Thursday, August 19, 2004

07/07/2004

I think I needed some time to not write for a while, to collect my thoughts and work hard on what's in front of me, right here, right now. Though I've been noticing lately that I've been very absent-minded in my work and stretching myself thin. Not that this is any surprise - I guess I just needed to find where that limit was. And I've been going through another tough emotional time that I essentially have to deal with by myself - for a few reasons. And though I'm accomplishing what I viewed as quite possibly "impossible", I don't feel all that wonderful about it. Yeah, I'm teaching almost 600 kids now on all different levels in two different subjects at all times of the day. It's a constant challenge, but is my body really up for it? I know that when I start making careless errors, it's the first sign that my brain is tired. Not because I can't do the problem, but because I'm looking for (and satisfied with) shortcuts.

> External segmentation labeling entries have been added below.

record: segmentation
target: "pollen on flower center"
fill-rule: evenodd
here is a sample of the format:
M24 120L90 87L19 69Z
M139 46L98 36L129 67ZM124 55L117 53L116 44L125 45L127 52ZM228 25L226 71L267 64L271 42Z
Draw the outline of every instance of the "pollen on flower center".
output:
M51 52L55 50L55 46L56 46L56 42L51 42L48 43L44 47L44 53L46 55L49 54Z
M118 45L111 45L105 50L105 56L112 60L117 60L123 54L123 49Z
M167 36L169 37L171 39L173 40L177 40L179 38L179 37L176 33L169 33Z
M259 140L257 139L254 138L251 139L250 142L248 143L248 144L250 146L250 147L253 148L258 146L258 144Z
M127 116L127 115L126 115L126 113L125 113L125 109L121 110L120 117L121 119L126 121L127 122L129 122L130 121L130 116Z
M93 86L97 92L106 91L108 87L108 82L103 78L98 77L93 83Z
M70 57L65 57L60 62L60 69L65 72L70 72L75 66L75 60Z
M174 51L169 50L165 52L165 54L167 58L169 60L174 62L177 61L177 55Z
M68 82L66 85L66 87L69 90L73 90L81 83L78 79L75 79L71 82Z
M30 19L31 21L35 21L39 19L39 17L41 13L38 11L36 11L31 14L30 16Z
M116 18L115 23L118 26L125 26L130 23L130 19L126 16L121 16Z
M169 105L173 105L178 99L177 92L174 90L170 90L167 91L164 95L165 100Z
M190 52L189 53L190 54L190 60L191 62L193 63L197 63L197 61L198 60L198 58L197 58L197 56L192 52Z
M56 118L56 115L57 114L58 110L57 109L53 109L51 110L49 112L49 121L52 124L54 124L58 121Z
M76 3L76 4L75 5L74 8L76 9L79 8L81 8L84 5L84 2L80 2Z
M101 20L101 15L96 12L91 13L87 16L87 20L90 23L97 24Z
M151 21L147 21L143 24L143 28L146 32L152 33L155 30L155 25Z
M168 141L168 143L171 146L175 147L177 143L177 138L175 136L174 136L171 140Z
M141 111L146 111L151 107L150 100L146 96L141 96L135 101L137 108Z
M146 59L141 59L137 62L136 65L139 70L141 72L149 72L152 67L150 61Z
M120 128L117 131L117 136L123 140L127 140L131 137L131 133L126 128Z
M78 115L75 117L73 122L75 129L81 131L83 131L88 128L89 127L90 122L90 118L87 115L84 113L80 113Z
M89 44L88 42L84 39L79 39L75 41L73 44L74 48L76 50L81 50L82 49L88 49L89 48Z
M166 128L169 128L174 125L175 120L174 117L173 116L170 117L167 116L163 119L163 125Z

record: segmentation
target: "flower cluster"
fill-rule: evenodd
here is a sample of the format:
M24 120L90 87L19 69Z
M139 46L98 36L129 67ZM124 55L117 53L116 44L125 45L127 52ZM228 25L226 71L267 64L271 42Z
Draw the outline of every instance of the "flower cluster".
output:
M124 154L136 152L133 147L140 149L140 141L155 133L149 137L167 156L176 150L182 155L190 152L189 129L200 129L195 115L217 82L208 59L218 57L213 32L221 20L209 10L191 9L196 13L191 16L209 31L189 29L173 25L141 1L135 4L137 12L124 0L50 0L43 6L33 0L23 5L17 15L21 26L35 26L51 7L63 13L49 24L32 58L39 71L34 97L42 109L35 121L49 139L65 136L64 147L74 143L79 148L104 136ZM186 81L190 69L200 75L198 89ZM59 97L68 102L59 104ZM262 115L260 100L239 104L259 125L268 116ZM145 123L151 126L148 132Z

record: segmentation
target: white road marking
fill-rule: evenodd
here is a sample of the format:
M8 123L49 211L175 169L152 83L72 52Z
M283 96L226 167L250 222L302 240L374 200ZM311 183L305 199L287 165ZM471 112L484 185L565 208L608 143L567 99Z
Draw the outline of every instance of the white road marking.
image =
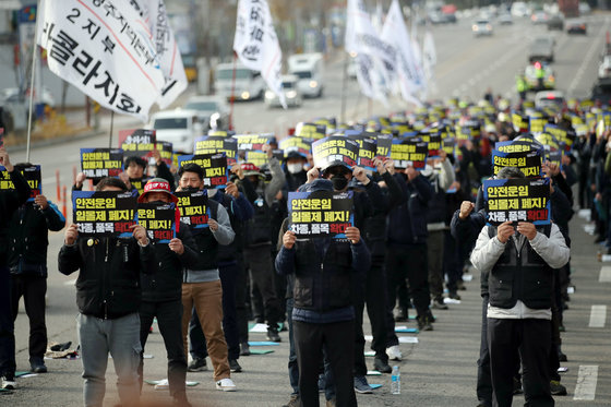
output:
M580 366L575 386L574 400L594 400L596 383L598 381L598 366Z
M589 327L604 327L607 320L607 306L592 306L590 311Z
M598 277L599 283L611 283L611 266L603 265L600 268L600 277Z

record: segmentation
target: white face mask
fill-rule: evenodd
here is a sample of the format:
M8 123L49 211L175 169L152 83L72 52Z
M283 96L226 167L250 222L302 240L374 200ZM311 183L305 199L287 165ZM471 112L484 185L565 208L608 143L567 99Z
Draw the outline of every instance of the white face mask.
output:
M301 163L287 164L287 169L290 173L298 173L303 170L303 164Z

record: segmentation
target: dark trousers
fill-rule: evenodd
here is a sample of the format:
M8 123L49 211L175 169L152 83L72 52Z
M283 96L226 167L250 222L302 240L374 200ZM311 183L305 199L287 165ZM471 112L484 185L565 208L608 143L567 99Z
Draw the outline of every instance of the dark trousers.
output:
M460 259L460 252L456 240L452 237L450 230L444 232L443 239L443 273L447 276L447 291L456 294L458 290L458 280L463 277L464 260Z
M292 387L292 394L299 394L299 368L297 366L297 351L295 349L295 335L292 331L292 306L295 299L287 298L287 323L288 323L288 380Z
M47 325L45 323L47 278L39 275L12 275L11 279L13 321L17 318L19 301L23 297L25 313L29 320L29 361L43 361L47 351Z
M244 265L250 270L251 282L259 287L263 297L267 325L277 328L280 306L274 289L274 266L272 265L271 244L245 248L243 255Z
M388 303L395 303L395 289L402 280L409 282L409 296L418 316L429 310L429 282L427 266L427 243L390 244L386 252L388 277Z
M292 321L302 407L319 407L319 372L323 346L326 347L335 381L336 406L357 406L352 380L354 324L355 321L330 324Z
M157 325L164 337L164 345L168 357L168 382L170 395L182 397L184 395L184 380L187 379L187 358L182 345L182 301L180 299L165 302L142 301L140 306L140 343L142 352L153 319L157 316ZM144 360L141 355L137 373L142 391Z
M11 274L0 265L0 374L15 374L15 336L11 311Z
M223 332L227 343L227 359L238 360L240 358L240 336L236 313L236 276L238 275L238 264L219 264L218 272L223 287ZM203 359L208 355L206 338L194 308L191 321L189 322L189 352L193 359Z
M361 325L362 333L363 306L367 303L367 314L371 323L373 340L371 349L375 351L375 357L387 361L386 355L386 273L384 271L384 256L371 259L371 267L367 272L364 280L364 302L355 302L356 325ZM364 337L363 337L364 340ZM359 346L357 338L355 346L355 375L366 375L367 366L364 364L364 342ZM362 359L360 362L359 359ZM364 369L364 370L363 370Z
M492 378L490 376L490 354L488 351L488 296L481 301L481 338L479 343L477 396L479 403L492 407Z
M525 406L552 407L549 351L551 322L548 320L488 319L488 348L494 407L510 407L516 354L522 360Z

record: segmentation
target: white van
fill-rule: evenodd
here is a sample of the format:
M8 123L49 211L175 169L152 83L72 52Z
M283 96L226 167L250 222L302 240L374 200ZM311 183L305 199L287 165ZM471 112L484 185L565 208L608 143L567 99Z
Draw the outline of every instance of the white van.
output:
M306 97L323 95L323 56L320 52L288 57L288 71L299 77L297 86Z
M165 110L151 117L151 129L156 130L158 141L172 143L175 152L191 154L196 137L204 134L195 110Z
M265 94L265 81L261 73L251 71L241 63L236 63L236 83L233 84L233 62L219 63L214 72L216 94L231 99L231 89L236 100L260 99Z

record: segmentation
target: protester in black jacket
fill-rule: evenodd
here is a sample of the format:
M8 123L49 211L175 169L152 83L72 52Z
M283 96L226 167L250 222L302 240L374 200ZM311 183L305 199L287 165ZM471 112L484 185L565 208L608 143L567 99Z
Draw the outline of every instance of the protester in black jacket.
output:
M96 191L127 192L118 178L103 178ZM76 278L76 304L83 398L85 406L101 406L108 354L112 356L123 406L137 406L140 343L140 274L155 270L154 250L146 230L133 226L129 239L79 237L75 224L65 230L59 271Z
M139 196L141 203L177 203L170 192L169 182L163 178L153 178L144 185ZM155 263L158 267L154 274L142 274L142 304L140 307L140 340L142 354L139 375L140 388L144 380L144 347L153 319L157 318L159 332L168 355L168 382L175 406L189 407L184 381L187 379L187 357L182 344L182 268L197 262L195 241L185 224L178 224L176 238L169 243L153 241Z
M1 387L12 390L15 383L15 337L11 311L11 274L7 265L9 243L9 219L29 197L29 185L20 171L15 170L4 147L0 147L0 166L9 172L14 191L0 191L0 376Z
M21 170L29 164L16 165ZM23 297L25 312L29 319L29 366L35 373L45 373L44 356L47 350L47 326L45 324L45 295L47 294L47 247L48 234L65 226L65 218L58 207L45 195L21 205L9 220L9 267L12 279L13 319L19 313L19 301Z

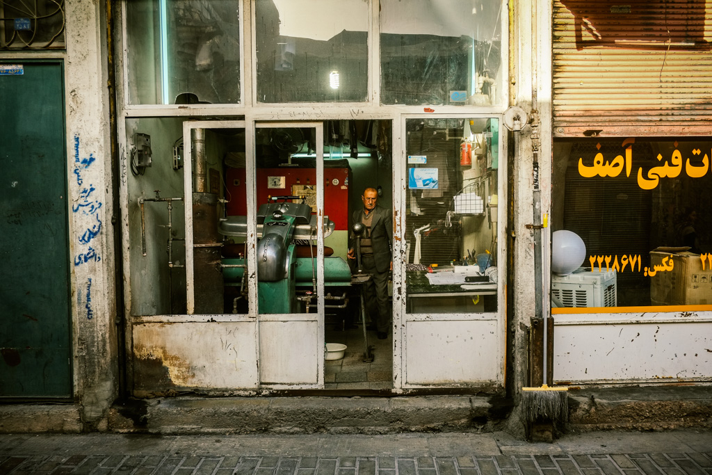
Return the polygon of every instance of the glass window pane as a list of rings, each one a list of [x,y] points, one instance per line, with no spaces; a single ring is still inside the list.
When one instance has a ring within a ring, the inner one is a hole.
[[[552,307],[712,304],[711,150],[709,139],[555,143]]]
[[[497,310],[497,119],[408,119],[407,310]]]
[[[257,100],[363,102],[368,2],[257,0]]]
[[[501,1],[382,0],[380,5],[382,103],[502,103]]]
[[[126,120],[132,315],[186,313],[183,120]]]
[[[128,0],[130,104],[240,100],[238,0]]]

I've found that what keeps me going is being in front of and with students. This very human aspect of WORK makes it all worthwhile. It's what I need in any job that I have from this point on in my life. People. Yesterday, I taught for 8 hours and was doing schoolwork for another 3 or so. It's addicting. I do and don't like being addicted. I never want to be a workaholic - so I want to not think of it as work. But I know that personal relationships suffer when you spend all your time buried in work, whether or not it's "work".

So my thoughts are pretty scattered, my perspective on the world and on life is nice and rounded, and my pen is once again ruining perfectly blank pieces of journal paper.

I've noticed that, without Nanosh or the Canadians around, my Portuguese has improved markedly. I still can't express myself as I'd like (would that day ever come?), but I'm feeling more comfortable in these shoes.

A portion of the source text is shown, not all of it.